Si nous ne savons pas que l’action juste doit coexister avec l’action efficace, avoir une certaine autonomie et comporter, dans certains cas, un irréductible écart par rapport à elle, si nous ne voulons pas faire le saut nécessaire de l’une à l’autre quand les circonstances l’exigent, alors nous ne sommes pas dignes d’être ce que la plupart de nous entendent être : des acteurs publics à la hauteur de leur mission, de leur vocation et de leurs devoirs. Les enseignements de déontologie qui se mettent en place dans les écoles du service public permettent en tout cas d’escompter que se résorbe progressivement l’écart pouvant exister d’une action à l’autre. Car, en la matière, l’acquis général de l’éducation et de la morale civique ne suffit plus.
*
* *
Il est temps maintenant pour moi, en tant que président de cette table ronde, de donner la parole aux intervenants, que je remercie de leur participation, au professeur Olivier Beaud, de l’Université Panthéon-Assas, dont chacun connaît l’engagement sur ces sujets et qui conclura le colloque, ainsi que, pour commencer, aux représentants de la jeune génération des fonctionnaires, issus de la dernière promotion de l’Ecole nationale d’administration, la promotion Marie-Curie, qui vont nous faire part de leurs propres réflexions et de la manière dont ils réagissent aux interventions et questionnements entendus ces dernières 48 heures.

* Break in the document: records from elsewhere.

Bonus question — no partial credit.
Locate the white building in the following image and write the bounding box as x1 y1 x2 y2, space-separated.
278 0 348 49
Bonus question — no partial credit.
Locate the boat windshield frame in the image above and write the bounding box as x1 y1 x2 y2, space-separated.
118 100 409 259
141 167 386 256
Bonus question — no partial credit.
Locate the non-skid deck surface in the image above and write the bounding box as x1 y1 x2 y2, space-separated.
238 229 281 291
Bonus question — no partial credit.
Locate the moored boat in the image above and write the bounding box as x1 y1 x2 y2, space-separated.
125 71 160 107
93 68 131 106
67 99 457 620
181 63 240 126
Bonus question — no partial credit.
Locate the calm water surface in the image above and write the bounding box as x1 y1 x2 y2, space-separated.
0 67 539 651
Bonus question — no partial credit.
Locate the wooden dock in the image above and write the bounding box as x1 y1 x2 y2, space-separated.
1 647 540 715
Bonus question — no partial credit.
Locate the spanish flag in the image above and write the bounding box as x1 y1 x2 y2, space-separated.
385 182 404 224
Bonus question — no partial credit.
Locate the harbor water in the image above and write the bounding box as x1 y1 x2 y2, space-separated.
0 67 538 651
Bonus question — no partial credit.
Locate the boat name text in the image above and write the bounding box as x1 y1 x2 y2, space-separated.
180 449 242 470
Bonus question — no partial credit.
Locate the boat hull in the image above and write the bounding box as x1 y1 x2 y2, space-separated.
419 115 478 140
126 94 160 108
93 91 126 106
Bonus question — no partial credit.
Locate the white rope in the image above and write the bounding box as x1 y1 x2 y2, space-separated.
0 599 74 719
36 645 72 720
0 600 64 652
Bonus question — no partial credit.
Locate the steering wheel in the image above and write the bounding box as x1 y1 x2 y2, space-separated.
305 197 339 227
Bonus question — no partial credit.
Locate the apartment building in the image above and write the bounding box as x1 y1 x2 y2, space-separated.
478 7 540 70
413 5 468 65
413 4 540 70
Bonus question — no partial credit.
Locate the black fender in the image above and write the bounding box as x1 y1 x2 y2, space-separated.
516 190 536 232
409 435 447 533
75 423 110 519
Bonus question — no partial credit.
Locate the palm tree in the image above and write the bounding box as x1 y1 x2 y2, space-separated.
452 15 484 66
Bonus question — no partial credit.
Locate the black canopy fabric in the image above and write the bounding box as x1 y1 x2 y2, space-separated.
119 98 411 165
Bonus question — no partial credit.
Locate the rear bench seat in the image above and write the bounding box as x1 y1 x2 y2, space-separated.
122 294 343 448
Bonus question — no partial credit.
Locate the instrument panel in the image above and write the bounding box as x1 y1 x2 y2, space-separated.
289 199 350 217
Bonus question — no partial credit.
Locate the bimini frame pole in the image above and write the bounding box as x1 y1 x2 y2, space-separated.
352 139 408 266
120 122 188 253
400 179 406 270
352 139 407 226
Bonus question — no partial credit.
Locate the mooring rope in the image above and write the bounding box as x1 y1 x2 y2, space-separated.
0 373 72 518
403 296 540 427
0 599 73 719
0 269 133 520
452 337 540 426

[1]Texte écrit en collaboration avec M. Olivier Fuchs, conseiller de tribunal administratif et de cour administrative d’appel, chargé de mission auprès du vice-président du Conseil d’Etat.
[2]D. Lochak, « La doctrine sous Vichy ou les mésaventures du positivisme » in Les usages sociaux du droit, CURAPP-PUF, 1989, p. 252 ; M. Troper, « La doctrine et le positivisme. (A propos d’un article de Danièle Lochak) », in Les usages sociaux du droit, op. cit., p. 286. Voir également D. Lochak, « La neutralité de la dogmatique juridique : mythe ou réalité ? », et Michel Troper, « Entre science et dogmatique, la voie étroite de la neutralité », in P. Amselek (dir.), Théorie du droit et science, PUF, Paris, Léviathan, 1994.
[3]Pour une introduction à ce débat, voir S. J. Shapiro, “The Hart-Dworkin Debate : A short guide for the perplexed”, Michigan Law School, The Social Science Research Network, http://ssrn.com/abstract=968657.
[4]Par exemple celles de M. Villey dans Le Droit et les Droits de l'homme, PUF, 1998.
[5]CE, 10 novembre 1944, Langneur, Rec. p. 288 ; CE, 27 mai 1949, Arasse, Rec. p. 249.
[6]Loi n° 83-634, article 28.
[7]Décision n° 33/2012 sur le statut et la rémunération des juges. Cette décision a été rendue au rapport et avec la voix prépondérante de son président. La Cour de justice de l’Union européenne a elle-même jugé, par sa décision C-286/12 du 6 novembre 2012, qu’en imposant la cessation de l’activité professionnelle des juges ayant atteint l’âge de 62 ans (au lieu de 70 ans auparavant), ce qui entraîne une différence de traitement fondée sur l’âge, n’ayant pas un caractère proportionné, la Hongrie avait manqué aux obligations qui lui incombent en vertu des articles 2 et 6 paragraphe 1 de la directive 2000/78/CE du 17 novembre 2000, portant création d’un cadre commun en faveur de l’égalité de traitement en matière d’emploi et de travail.